Partie I. L’exclusion bancaire des particuliers : un phénomène social

Introduction de la partie I

L’exclusion bancaire est généralement assimilée aux difficultés d’accès aux produits bancaires que rencontrent certaines personnes. Ne pas posséder de compte bancaire ou de moyens de paiement scripturaux, ou ne pas pouvoir obtenir un crédit, c’est être « exclu bancaire ». La force d’une telle compréhension de ce phénomène réside dans sa simplicité. Cependant elle n’est pas seulement simple, elle est également simpliste. En se focalisant sur le fait de posséder ou pas certains produits bancaires, cette approche est aveugle à la globalité du phénomène, ce qui la conduit à rencontrer rapidement ses limites explicatives.

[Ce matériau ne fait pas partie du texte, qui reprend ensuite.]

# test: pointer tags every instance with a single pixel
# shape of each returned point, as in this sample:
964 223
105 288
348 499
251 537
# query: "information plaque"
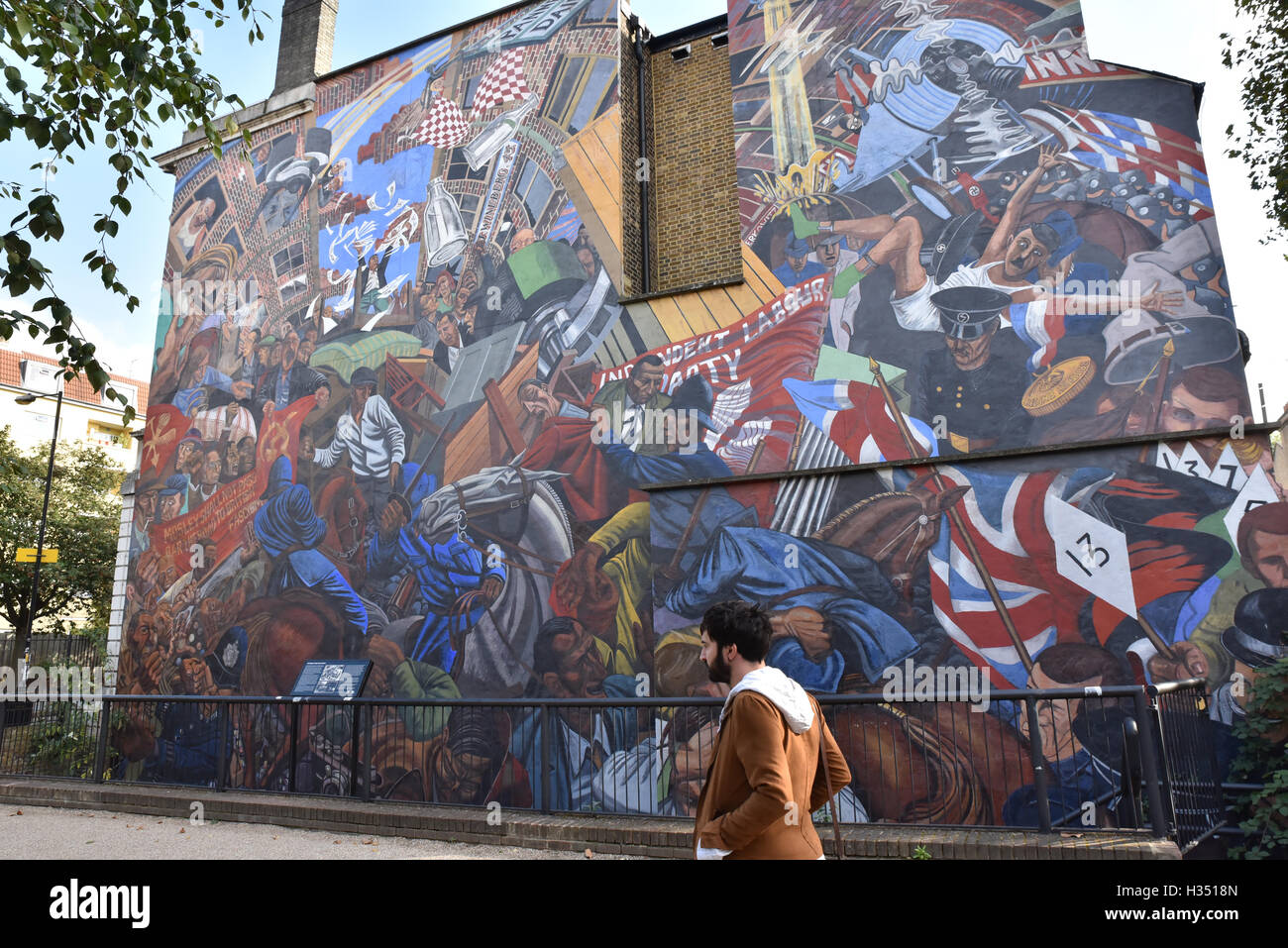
331 679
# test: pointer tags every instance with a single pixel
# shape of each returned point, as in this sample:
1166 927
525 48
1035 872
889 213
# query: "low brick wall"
664 839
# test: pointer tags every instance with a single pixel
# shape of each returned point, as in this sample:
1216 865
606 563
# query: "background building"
86 415
941 296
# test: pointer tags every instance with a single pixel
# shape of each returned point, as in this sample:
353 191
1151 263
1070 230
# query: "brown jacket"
764 782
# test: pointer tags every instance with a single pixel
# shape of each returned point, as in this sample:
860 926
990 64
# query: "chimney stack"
308 39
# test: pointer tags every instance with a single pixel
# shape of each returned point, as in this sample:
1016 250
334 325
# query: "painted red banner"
746 365
224 517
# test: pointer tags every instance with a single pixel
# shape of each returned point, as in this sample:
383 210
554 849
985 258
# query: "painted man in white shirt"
373 438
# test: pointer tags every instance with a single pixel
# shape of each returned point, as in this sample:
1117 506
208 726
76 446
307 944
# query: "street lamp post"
24 638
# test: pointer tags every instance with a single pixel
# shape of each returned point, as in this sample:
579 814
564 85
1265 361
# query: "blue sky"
1176 37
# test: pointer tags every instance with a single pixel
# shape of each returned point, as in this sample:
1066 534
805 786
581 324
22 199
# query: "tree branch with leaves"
77 72
1262 56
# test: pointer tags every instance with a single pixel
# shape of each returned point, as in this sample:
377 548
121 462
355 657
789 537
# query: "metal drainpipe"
636 29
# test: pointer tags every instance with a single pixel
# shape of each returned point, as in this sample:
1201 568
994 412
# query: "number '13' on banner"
1091 554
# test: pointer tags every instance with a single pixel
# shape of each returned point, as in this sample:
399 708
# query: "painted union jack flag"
1121 143
1012 523
501 82
443 127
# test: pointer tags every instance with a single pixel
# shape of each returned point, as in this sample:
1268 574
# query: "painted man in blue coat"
567 665
447 569
675 513
288 531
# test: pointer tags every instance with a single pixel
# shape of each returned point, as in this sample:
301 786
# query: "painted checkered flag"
501 82
443 127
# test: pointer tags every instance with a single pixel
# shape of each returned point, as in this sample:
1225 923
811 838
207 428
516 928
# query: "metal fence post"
366 785
1149 764
104 723
545 759
1131 775
1039 775
222 760
353 750
295 741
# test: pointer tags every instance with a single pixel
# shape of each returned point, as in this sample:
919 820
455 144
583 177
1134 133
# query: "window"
130 391
535 189
40 376
459 168
472 85
107 436
583 89
599 12
288 260
469 205
291 288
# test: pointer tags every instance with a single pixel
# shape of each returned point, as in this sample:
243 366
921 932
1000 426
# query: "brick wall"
632 252
305 44
694 196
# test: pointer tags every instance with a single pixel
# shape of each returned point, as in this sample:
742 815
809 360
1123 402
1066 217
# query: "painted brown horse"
344 509
894 530
932 763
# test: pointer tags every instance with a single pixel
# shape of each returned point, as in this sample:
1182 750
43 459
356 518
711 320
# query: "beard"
719 670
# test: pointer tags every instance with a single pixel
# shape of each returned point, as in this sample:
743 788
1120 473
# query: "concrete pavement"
44 832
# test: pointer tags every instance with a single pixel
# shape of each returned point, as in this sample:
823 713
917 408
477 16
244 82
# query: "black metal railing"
1095 759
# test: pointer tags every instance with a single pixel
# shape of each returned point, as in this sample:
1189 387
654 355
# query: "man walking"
764 781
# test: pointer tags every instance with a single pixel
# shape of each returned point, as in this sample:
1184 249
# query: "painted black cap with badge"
969 312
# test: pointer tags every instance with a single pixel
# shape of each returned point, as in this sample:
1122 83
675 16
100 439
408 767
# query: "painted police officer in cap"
974 389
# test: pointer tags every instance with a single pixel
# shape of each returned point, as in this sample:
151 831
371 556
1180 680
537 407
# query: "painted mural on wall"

D’une part, en semblant considérer le développement de l’accès comme une fin en soi, elle tend à assimiler une démarche de développement du marché bancaire à une démarche qui vise à lutter contre les conséquences de l’absence d’accès. Ce n’est pas la même chose : l’accès à tout prix peut se révéler pire que le fait de ne pas disposer de tel ou tel produit36. Si lutter contre l’exclusion bancaire passe par le développement de l’accès, ce développement implique de porter attention aux conditions de cet accès. Autrement dit, les difficultés bancaires ne peuvent se limiter aux difficultés d’accès, les difficultés d’usage doivent également être prises en compte ainsi que les conséquences de ces différentes difficultés.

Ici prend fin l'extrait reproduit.